The case proceeded on appeal to the Sixth Circuit Court of Appeals which concluded, based upon Sixth Circuit precedent (and coincidentally involving the same insurer), that recovery against an insurer breaching the duty to defend is not subject to a retained limit, or self-insured retention, i.e., the recovery is not reduced by the contractual retention.3 The concurring judge recognized that the majority was constrained by the precedent and, therefore, had to affirm. However, he felt the prior Sixth Circuit decision had stretched the Michigan precedent to facts which were clearly distinguishable. The concurrence commented, “The practical effect of this flawed opinion is that it has essentially converted a contractual duty to defend into an absolute duty to defend. That is, after Capitol, any insurance company (as it was in this case) would be foolish to refuse to defend and run the risk of being liable for the entire judgment, attorney fees and all, regardless of prior contractual arrangements between itself and the insured.”4 The concurrence did “not buy Total's argument that the insurer's failure to defend prejudiced it in any foreseeable way,” and further commented, “Thus, because of the Capitol decision, Total has received a sizable windfall.”5

In another Michigan case, this time in the Oakland County Circuit Court, a psychologist and her professional corporation leased an office suite from a hospital's holding company, which was the lessor. We represented the lessor. The psychologist subsequently claimed that she was exposed to black mold during the term of the leasehold and, thereby, sustained physical and nonphysical injuries. The lease contained an indemnity provision, and the lessor filed a counterclaim against the psychiatrist and the lessee entity.
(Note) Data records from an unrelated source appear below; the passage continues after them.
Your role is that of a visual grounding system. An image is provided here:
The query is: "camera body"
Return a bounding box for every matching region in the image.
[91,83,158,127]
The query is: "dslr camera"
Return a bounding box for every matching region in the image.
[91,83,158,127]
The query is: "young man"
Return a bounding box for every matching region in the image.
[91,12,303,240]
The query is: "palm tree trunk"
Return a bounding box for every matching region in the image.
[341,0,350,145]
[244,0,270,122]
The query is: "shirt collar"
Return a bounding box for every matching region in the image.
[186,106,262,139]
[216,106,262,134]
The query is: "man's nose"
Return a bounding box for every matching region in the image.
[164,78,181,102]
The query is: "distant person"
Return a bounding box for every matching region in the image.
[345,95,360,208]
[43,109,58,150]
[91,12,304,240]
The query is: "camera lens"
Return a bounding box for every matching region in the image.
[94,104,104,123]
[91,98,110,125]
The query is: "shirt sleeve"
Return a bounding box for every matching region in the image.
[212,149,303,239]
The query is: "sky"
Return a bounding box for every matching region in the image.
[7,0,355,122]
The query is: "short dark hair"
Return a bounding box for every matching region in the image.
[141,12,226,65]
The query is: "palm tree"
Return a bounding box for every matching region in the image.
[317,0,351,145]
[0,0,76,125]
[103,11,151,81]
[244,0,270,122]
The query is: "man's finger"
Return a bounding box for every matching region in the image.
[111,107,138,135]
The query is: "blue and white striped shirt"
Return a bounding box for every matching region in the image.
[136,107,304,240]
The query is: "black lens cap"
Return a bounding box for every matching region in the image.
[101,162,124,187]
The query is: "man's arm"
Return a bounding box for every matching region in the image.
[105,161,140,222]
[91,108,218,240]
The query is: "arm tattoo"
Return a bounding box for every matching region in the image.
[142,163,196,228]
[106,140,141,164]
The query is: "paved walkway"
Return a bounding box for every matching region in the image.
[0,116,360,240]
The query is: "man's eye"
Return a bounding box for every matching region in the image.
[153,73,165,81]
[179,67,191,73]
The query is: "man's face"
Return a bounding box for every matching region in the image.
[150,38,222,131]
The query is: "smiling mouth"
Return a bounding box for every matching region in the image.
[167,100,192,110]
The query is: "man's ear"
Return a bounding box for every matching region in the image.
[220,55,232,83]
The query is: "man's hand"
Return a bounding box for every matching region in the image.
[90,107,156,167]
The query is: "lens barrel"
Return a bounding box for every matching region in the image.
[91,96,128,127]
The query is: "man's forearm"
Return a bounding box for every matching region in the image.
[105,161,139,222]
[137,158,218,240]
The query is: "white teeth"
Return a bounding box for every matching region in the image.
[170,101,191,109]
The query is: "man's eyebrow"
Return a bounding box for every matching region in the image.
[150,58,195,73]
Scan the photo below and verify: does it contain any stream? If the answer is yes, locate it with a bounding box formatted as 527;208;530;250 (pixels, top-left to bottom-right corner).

Defense was tendered to the psychiatrist’s liability insurer. The insurer refused to defend. As counsel for the lessor, we advised the insurer in numerous correspondence as to the breadth of the duty to defend and the reasons why defense was owed. The insurer steadfastly persisted in its denial. During the litigation, the claims representative who denied the claim was deposed, and as he was walked through various policy provisions, he ended up conceding that there appeared to be a duty to defend. Still, the lessee’s insurer continued to deny. Days before a scheduled trial, a settlement meeting took place. Though the parties did not even come close to a monetary settlement, they did agree upon a consent judgment with a covenant not to sue/enforce which was entered. Counsel for the lessee demanded the consent judgment be for $450,000, even after being informed by Counsel for the lessor that Michigan law required that the settlement amount be reasonable. With a $450,000 consent judgment in hand, the lessee then garnished the insurer, which had refused to defend.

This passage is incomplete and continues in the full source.